Although our neuroradiology report classifiers are highly accurate, they are not perfect models (i.e. they achieve AUC < 1, Fig. 3). This will result in some small fraction of images being mislabelled. Recent studies have shown that this ‘label noise’ can impact the performance of deep learning models [37, 38]. Nonetheless, the level of label noise which results from using our models is modest and is in fact below known error rates present in commonly-used computer vision datasets (e.g. ImageNet, which is estimated to have label noise as high as 10% [39, 40]); as such, minimal impact on downstream computer vision performance can be expected.

A limitation of our work is that our sample training cohort may not be representative of every neurological patient population. However, the sample was large, and obtained from a sizeable hospital and university cluster where imaging is obtained for all neurological, neurosurgical and psychiatric disorders, and also included healthy volunteers.

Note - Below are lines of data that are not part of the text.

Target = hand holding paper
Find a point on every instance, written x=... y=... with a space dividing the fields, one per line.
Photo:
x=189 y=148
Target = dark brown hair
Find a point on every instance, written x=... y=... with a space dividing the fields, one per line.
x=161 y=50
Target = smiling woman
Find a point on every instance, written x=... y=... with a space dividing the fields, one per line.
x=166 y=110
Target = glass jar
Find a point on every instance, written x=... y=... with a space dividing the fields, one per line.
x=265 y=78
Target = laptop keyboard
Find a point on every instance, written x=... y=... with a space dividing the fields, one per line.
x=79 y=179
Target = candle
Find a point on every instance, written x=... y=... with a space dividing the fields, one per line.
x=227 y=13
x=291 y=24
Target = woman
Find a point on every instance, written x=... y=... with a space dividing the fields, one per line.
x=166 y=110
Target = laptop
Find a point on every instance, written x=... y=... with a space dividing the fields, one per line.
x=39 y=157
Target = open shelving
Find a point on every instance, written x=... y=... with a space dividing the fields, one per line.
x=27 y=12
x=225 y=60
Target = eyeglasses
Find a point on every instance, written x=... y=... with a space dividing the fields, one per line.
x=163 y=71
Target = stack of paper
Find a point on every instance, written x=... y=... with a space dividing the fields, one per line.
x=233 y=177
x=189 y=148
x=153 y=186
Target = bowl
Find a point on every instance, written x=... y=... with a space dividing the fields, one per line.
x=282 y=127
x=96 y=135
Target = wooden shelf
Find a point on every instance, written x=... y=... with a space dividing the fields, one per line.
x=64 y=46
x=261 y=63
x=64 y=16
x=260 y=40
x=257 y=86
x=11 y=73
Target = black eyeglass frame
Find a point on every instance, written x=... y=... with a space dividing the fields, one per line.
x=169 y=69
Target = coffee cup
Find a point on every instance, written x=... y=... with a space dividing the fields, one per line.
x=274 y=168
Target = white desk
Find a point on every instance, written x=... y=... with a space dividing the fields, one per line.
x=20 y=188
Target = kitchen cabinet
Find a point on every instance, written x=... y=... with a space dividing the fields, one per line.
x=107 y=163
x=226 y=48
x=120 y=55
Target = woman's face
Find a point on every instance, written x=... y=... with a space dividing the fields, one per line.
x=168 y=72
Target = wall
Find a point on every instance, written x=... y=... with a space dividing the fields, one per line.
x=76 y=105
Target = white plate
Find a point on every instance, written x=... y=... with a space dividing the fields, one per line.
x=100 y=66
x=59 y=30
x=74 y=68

This hospital department also consists of 17 expert neuroradiologists with different reporting styles. Furthermore, our normal/abnormal classifier demonstrated minimal degradation in performance when applied to reports from an external hospital. Together, this would suggest that our study findings are reasonably representative of large hospitals catering for a wide range of neurological abnormalities reported by neuroradiologists. Nonetheless, as part of future work, we plan to further investigate the generalisability of our classifiers to examinations from other hospitals.

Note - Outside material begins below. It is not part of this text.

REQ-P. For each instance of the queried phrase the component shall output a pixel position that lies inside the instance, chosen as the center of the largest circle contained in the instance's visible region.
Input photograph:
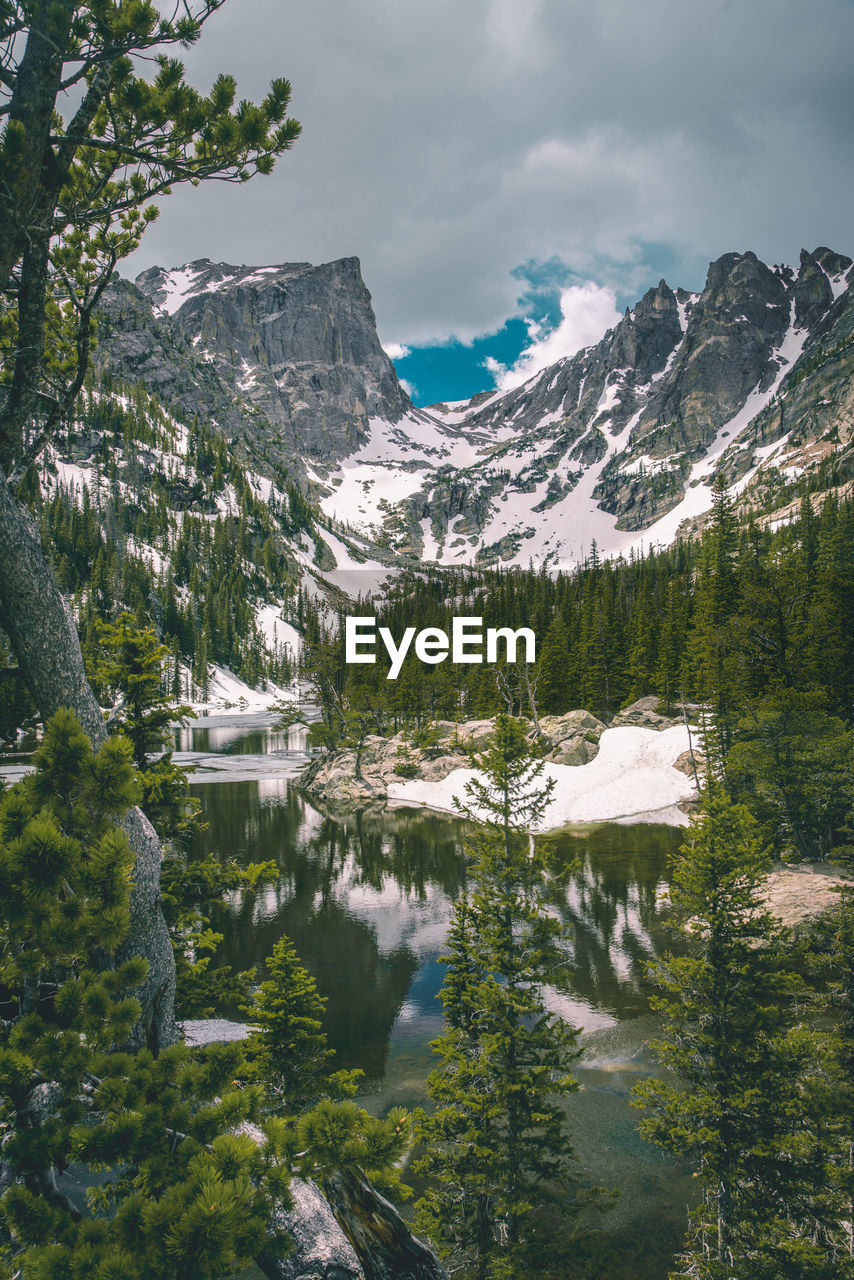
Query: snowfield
(633, 775)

In conclusion, we have developed an accurate neuroradiology report classifier to automate the labelling of head MRI examinations. Assigning binary labels (i.e. normal or abnormal) to images from reports alone is highly accurate. In contrast to the binary labels, the accuracy of more granular labelling is dependent on the category. Our model performed the labelling task in a small fraction of the time it would take to perform manually. Together, these results overcome a critical bottleneck to the development and widespread translation of deep learning computer vision systems for image recognition tasks in radiology.